# Adding Bio to Website?



## Lizzytish (Sep 2, 2015)

I have read several articles saying it's a bad idea to have a bio about yourself on your photography website. I disagree. If I am going to hire someone that I will be building a relationship with (photographer, doctor, wedding planners, etc) that I may want to use again in the future, I like to do a little research to find out some information about that person themselves on top of what other customers have thought about them. What do you guys think? Would it be a bad idea for me to include a small bio and photo of myself to my photography site or is that a no go? Explain why. I would love to hear everyones opinions! Thanks =]


----------



## tirediron (Sep 2, 2015)

I think it's a good idea, and I do it on my 'site.  I believe that it allows potential clients to get an idea of who I am and whether I am likely to be a good fit for the work they want done.


----------



## ronlane (Sep 2, 2015)

hmmm, let me see.

These three have Bio's and have done pretty well for themselves.

About Peter Hurley

San Francisco wedding photographer, Bambi Cantrell, serving: San Francisco, San Jose, Santa Barbara, Beverly Hills, Los Angeles, San Diego, Laguna Beach, Walnut Creek, Lafayette, East Bay, Hillsborough, Atherton, South Bay, and New York City.

Biography


----------



## pixmedic (Sep 2, 2015)

biographies are often just paragraphs of fluff designed to add a personal element to an otherwise purely professional venue. 
Its a trap designed to distract the potential customer from any issues they might have with the pro's work or other details by sidetracking them with personal elements. the potential client is lulled into false sense of comfort by identifying with the pro on a personal level by way of elements completely unrelated to the actual service provided, and as such, are not as diligent in their assessment of the professionals qualifications. The end result is a judgement often based on those personal elements that the client identifies with, and not the actual qualifications of the person providing the service.


----------



## Derrel (Sep 2, 2015)

Well, be careful of what you write--it might just possibly be perceived negatively by potential customers. What do I mean by that statement? Well, last week I was looking at a photographer's portfolio, and "this person" wrote, "I got into photography three years ago, in college, almost by accident, and have been learning more and more about photography every year."

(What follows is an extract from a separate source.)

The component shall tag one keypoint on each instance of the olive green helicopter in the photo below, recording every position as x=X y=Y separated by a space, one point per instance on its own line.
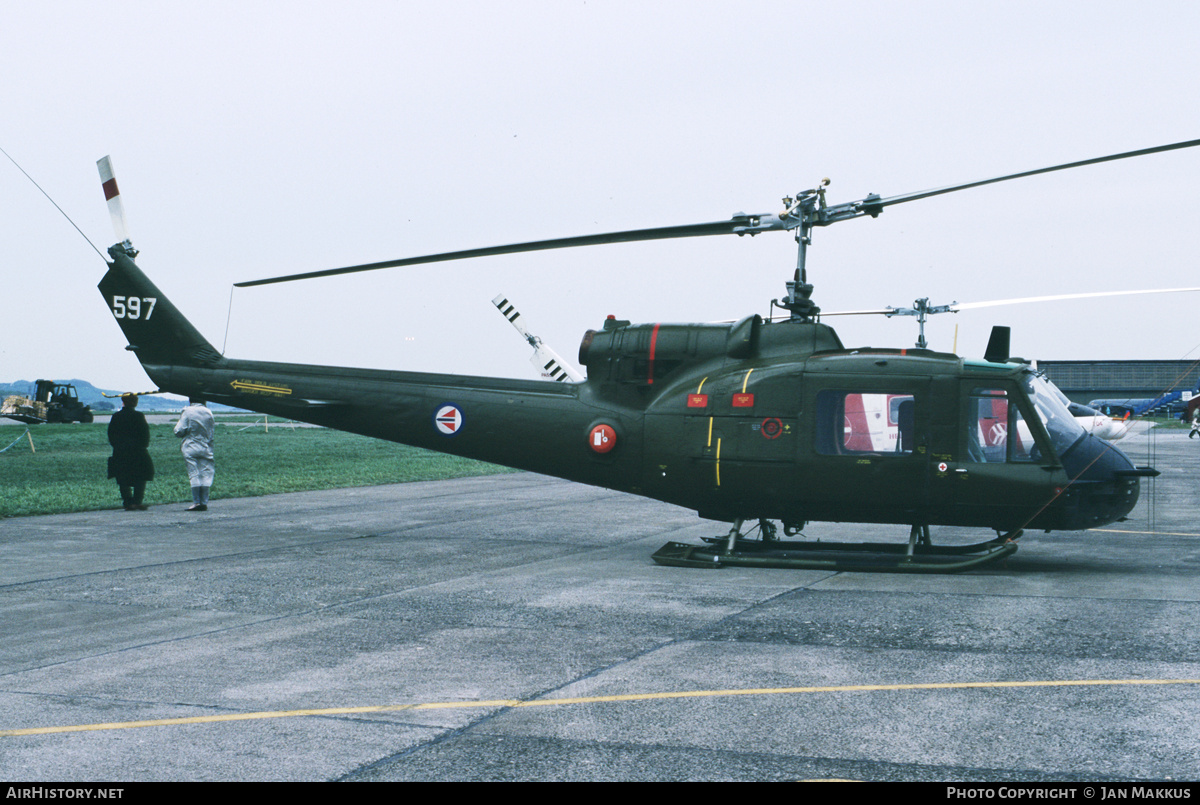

Okay...young person...just sort of fell into it...not much experience...self-taught, no mentor, no apprenticeship...probably NOT really much experience...

In negotiations, revealing too much about one's self can sometimes backfire. Maybe it's my own personal bias, or my general age bracket (50-ish), but I'm less inclined to go with a photographer who 'accidentally' and only recently took up a camera, and has been self-teaching for three years, when there are LOADS of current active professional photographers who've been in business for 10,15,20,25 years. That person'a about me section basically caused me to separate him/her from the photographer population as a whole, and caused him/her to go right to the_ newly-minted shingle-hanger_ pool of potential suppliers.


----------



## Vtec44 (Sep 2, 2015)

You do what works for you, the image that you want to project, and the clients that you want to attract.  In certain type of photography, people do want to know about the photographer and the about page is used to project a certain image to potential clients.  I can't speak for everyone else, but my clients do want to know about me.  It gives them an insight to me as a person and how I work as a professional.


----------



## vfotog (Sep 3, 2015)

Definitely yes on bios. OTOH, Derrell is absolutely right on the quality of content in the bio (and of course, the rest of the site.) Your qualifications, areas of specialization, notable clients are all good things. But the example Derrell gave is excellent; you're trying to get them to hire you. DON'T lie, but don't sell yourself short either. And please, please, please have someone objective read for content and someone with language skills proof for grammar and spelling.  Text that looks like an 8th grader wrote it doesn't instill confidence in a potential client looking for professional services.


----------



## imagemaker46 (Sep 3, 2015)

I had my bio written by someone else, I gave them my background and then made some little changes to it.  The biggest thing about bios is being 100% honest.


----------



## robbins.photo (Sep 3, 2015)

Ok, well a couple of things spring to mind here.  If you need to explain away the prison record, just pick one felony and concentrate on that.  Also remember that cops and lawyers hire photographers too so probably best to just write it up as a "misunderstanding".

Brevity is the key to success.  Saying things like, "I like bunnies" is fine.  Do not expand that to "with ketchup."  Don't ask me how I know this.


----------